Barrett’s esophagus is a condition which the normal lining of the esophagus - the swallowing tube that carries food from the mouth to the stomach - changes and becomes like the lining of the intestine at the junction where the esophagus joins the stomach.
Those diagnosed with Barrett’s esophagus have a SMALL but increased risk of developing esophageal cancer (specifically called esophageal adenocarcinoma). This cancer is increasing frequency in the U.S. but less than 1% of people with Barrett's esophagus develop this particular cancer.
Frequent and persistent heartburn known as gastro-esophageal reflux disease (GERD) can cause Barrett’s esophagus. It is a common condition occurring in 1 out of 5 people. However, GERD does not always develop into Barrett's esophagus. In addition, not everyone with Barrett's esophagus has GERD's but Barrett's esophagus occurs in approximately 10-15% of GERD patients.
Symptoms of GERD's include burning under the breastbone, sour and bitter taste of fluid coming back into the mouth, or regurgitation.

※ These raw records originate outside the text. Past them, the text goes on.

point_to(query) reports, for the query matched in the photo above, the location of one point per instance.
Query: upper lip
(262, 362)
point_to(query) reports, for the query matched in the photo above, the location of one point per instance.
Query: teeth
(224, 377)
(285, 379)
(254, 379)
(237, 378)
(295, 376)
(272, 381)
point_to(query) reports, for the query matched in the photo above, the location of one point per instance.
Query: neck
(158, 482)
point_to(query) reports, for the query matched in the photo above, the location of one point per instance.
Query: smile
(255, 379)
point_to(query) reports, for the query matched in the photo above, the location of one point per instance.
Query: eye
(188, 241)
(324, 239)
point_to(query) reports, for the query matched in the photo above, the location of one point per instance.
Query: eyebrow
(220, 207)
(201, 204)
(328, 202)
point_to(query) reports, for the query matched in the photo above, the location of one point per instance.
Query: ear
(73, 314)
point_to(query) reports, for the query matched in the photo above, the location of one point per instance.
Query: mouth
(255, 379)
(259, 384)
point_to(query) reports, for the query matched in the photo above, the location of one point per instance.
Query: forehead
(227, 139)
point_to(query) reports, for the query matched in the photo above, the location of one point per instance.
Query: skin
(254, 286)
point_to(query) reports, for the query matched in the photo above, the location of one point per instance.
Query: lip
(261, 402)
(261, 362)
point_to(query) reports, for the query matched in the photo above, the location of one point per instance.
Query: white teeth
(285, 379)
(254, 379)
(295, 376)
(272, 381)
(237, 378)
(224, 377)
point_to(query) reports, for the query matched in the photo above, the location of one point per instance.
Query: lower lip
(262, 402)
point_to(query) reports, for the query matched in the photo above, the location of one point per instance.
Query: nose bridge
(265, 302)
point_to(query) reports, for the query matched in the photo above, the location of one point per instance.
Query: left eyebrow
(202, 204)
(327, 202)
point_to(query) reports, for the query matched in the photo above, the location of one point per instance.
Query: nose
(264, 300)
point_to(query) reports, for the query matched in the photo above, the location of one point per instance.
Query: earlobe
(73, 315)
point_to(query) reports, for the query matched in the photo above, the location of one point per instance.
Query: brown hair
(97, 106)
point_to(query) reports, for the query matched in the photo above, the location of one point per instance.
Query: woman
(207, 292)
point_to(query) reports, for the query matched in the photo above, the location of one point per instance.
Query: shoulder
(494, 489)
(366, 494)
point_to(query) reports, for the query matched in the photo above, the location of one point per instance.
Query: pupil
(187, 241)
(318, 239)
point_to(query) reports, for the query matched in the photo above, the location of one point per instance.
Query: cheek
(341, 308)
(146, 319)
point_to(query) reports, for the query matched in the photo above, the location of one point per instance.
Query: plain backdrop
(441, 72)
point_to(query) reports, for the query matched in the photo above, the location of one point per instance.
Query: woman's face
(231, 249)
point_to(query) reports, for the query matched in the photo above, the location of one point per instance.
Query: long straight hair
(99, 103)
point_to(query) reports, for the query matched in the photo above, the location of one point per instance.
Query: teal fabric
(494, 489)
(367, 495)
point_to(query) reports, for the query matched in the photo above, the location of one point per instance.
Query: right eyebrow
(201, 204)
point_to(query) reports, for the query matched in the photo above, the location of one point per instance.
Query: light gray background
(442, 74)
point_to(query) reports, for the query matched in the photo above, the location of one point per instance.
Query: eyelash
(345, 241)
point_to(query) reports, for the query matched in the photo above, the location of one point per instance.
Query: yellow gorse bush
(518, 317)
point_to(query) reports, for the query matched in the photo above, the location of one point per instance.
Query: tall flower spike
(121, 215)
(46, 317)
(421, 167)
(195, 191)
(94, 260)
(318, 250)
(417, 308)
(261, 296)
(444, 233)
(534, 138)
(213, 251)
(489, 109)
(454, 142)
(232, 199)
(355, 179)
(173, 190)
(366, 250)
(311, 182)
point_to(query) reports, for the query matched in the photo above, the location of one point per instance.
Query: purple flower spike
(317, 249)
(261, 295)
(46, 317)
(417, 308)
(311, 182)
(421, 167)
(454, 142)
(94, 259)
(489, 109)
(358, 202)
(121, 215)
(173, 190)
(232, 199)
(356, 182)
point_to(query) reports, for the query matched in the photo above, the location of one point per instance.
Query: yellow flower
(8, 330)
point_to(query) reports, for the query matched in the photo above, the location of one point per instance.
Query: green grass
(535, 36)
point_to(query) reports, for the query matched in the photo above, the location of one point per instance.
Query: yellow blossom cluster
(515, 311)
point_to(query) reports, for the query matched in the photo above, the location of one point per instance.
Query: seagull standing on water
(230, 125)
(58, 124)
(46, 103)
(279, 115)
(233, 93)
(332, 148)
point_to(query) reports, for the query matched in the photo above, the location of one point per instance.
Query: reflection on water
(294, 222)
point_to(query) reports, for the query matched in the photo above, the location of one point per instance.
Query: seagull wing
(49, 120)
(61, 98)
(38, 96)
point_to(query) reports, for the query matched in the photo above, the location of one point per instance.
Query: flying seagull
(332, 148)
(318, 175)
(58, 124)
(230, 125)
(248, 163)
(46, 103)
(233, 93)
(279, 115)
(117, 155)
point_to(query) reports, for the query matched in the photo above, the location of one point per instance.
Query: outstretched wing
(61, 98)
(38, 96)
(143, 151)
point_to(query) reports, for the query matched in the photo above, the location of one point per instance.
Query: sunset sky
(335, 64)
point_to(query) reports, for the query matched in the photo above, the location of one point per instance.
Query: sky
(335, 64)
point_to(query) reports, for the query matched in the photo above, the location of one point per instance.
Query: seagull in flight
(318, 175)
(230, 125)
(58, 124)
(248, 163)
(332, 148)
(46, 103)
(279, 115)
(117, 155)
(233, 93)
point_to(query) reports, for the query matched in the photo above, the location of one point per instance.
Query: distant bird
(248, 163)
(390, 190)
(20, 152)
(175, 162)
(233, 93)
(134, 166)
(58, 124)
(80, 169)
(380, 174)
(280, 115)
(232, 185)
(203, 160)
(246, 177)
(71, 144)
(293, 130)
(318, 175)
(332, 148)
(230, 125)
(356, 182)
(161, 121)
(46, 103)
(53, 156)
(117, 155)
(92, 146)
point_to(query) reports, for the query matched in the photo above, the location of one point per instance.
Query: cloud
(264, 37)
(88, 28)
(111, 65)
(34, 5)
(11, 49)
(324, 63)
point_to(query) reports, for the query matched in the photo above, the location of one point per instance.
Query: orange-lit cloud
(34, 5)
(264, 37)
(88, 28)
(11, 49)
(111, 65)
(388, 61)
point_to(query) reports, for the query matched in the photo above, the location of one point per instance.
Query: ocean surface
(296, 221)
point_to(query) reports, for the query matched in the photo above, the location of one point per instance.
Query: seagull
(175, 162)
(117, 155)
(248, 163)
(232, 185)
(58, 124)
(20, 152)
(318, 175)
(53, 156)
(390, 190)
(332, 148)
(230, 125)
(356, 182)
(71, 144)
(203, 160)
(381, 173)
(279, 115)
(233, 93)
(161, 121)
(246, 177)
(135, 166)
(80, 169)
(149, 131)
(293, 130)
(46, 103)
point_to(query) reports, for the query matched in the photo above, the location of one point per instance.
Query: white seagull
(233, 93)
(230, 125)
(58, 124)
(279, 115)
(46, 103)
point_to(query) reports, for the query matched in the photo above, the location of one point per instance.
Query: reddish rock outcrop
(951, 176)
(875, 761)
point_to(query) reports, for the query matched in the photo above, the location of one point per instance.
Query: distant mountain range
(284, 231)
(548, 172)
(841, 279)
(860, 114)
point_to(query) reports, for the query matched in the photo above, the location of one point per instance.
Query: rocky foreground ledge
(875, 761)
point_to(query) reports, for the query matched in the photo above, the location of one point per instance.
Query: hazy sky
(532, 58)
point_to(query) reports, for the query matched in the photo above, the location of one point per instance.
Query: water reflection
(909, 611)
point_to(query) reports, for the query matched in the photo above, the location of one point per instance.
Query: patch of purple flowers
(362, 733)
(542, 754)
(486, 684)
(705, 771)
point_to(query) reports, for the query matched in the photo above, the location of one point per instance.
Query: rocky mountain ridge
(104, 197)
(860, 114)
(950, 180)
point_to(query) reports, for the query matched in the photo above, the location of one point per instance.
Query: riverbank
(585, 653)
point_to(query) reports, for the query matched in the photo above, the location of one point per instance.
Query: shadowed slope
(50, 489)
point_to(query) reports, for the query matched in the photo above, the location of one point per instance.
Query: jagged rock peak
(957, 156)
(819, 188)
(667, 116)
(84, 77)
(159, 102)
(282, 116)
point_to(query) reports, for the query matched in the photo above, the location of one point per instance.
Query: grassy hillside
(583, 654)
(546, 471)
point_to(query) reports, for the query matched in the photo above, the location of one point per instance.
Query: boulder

Those with weekly GERD symptoms are 64 times more likely to get esophageal adenocarcinoma. However, 40% of patients with esophageal adenocarcinoma did NOT have symptoms of GERD. Esophageal cancer takes years to develop and it follows a sequence of changes that can be picked up and treated as long as patient’s are monitored.
An upper endoscopy or EGD is the test of choice. An outpatient procedure where a doctor passes a scope, with a light source and camera, into the mouth and examines the upper digestive tract while the patient is asleep. If there are changes to the esophageal lining suggestive of Barrett’s esophagus, then biopsies (small pieces of tissue) are collected to establish a diagnosis.
1. Treat the symptoms of GERD with medications known as proton pump inhibitors and changes in lifestyle i.e. quit smoking. This leads to a decrease in progression of Barrett’s to esophageal cancer.
2. Patients that have a known history of Barrett’s esophagus will be monitored by periodic upper endoscopy. Upper endoscopy's will be performed every 1-3 years to biopsy the segment of Barrett’s to look for cells with change also known as “dysplasia”. Dysplasia is precancerous cells which indicate a patient is at higher risk to develop cancer than the average patient with Barrett’s esophagus.
3. If dysplasia present, there are endoscopic treatments called radiofrequency ablation (or RFA) and endoscopic mucosal resection (EMR) available to destroy the Barrett’s tissue and significantly decrease the chance of developing cancer.
Once present, Barrett’s cannot be reversed. Finding Barrett’s esophagus in high-risk patients, and then monitoring these patients with EGD and biopsy can decrease the risk of getting esophageal adenocarcinoma.